As states near deal on Colorado River shortage, California looks at water cuts of as much as 8%
After years of stop-and-go talks, California and two other states that take water from the lower Colorado River are nearing an agreement on how to share delivery cuts if a formal shortage is declared on the drought-plagued waterway.
Under the proposed pact, California — the river’s largest user — would reduce diversions earlier in a shortage than it would if the lower-basin states strictly adhered to a water-rights pecking order. California’s huge river take would drop 4.5% to 8% as the shortage progressed.
With occasional years of relief, the river that greens farm fields and fills faucets from Colorado to California has been stuck in drought since 2000. A shortage declaration has been looming over the seven-state basin for more than a decade, only to be narrowly averted time and again when rain and snow in the upper basin pushed reservoir levels above the trigger point.
But flows into Lake Powell — one of the Colorado’s two massive reservoirs — fell to a little more than a third of the average for the April-through-July period this year. And September’s inflow was negligible, less than 1% of the average. Looking at those numbers, federal officials say the U.S. Interior Department could declare a shortage in 2020.
“It’s pretty clear we’re in a deepening long-term drought cycle,” said Jeffrey Kightlinger, general manager of the Metropolitan Water District of Southern California, which has been importing Colorado River water to the region since the early 1940s. “It’s in everybody’s interest to prevent the system from cratering.”
The basin’s entire storage system is 47% full. Lake Powell, which stores runoff from the upper basin and releases it to Lake Mead, is 45% full. Mead, the source of Southern California’s river water, is 38% full.
The Interior secretary has never declared a shortage on the Colorado. But it has been known for years that the river is over-allocated. The basin states divvied up the flows in the early 20th century — a period that in hindsight was unusually wet and presented an unrealistic picture of what the Colorado could produce year in and year out.
Diversions are regulated by a complicated system of river compacts and water rights that call for Arizona and Nevada to take the first cuts in times of a lower-basin shortage. California, with some of the oldest river rights, is further down the line.
The sprawling Imperial Irrigation District and other farm districts in southeastern California control roughly 75% of California’s 4.4 million-acre-foot share. Imperial is the single largest user on the entire length of the river, which starts at the Continental Divide in the Colorado Rockies and has an average annual flow of roughly 15 million acre-feet.
Metropolitan has nearly doubled its base allocation of 550,000 acre-feet through agreements with Imperial and other irrigation districts that fallow crop land and sell their unused river supplies. Those deals would help cushion Metropolitan, which serves Southern California, if a shortage is declared. (An acre-foot is enough to supply more than two households for a year.)

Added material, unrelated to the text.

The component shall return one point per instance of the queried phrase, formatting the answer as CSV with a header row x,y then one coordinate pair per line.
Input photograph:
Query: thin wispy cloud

Metropolitan would also benefit from water it has been able to bank in Lake Mead under 2007 drought guidelines that have allowed states to leave unused portions of their river allocations in the reservoir. Under the previous use-it-or-lose-it rules, states had to take their full allocation every year.
The 2007 framework specified that the Department of the Interior would declare a shortage when Lake Mead’s elevation hit 1,075 feet. Nevada and Arizona, which have rights junior to California, would then start delivery reductions.
Under the proposed drought contingency plan, Arizona and Nevada would continue to take the first cuts, which would be deeper than outlined in 2007. At the same time, California would reduce its river diversions when Mead levels hit 1,045 feet — earlier in the shortage than previously envisioned.
California’s cuts, shared by Imperial and Metropolitan, would increase as the lake level dropped but be no greater than 350,000 acre-feet a year.
Arizona is still working out the details of how to apportion its cuts among in-state users. And the lower-basin water districts have yet to approve the drought plan, which parties are hoping to finalize by December.
“I’ve got my own people asking tough questions. But I believe we can do it,” Metropolitan’s Kightlinger said.
A drought plan will not end debate among lower-basin users, who are confronting the fact that their use is outstripping the long-term supply.
“It’s not sustainable,” Kightlinger said. “We have to push it down or grow supply” with other sources.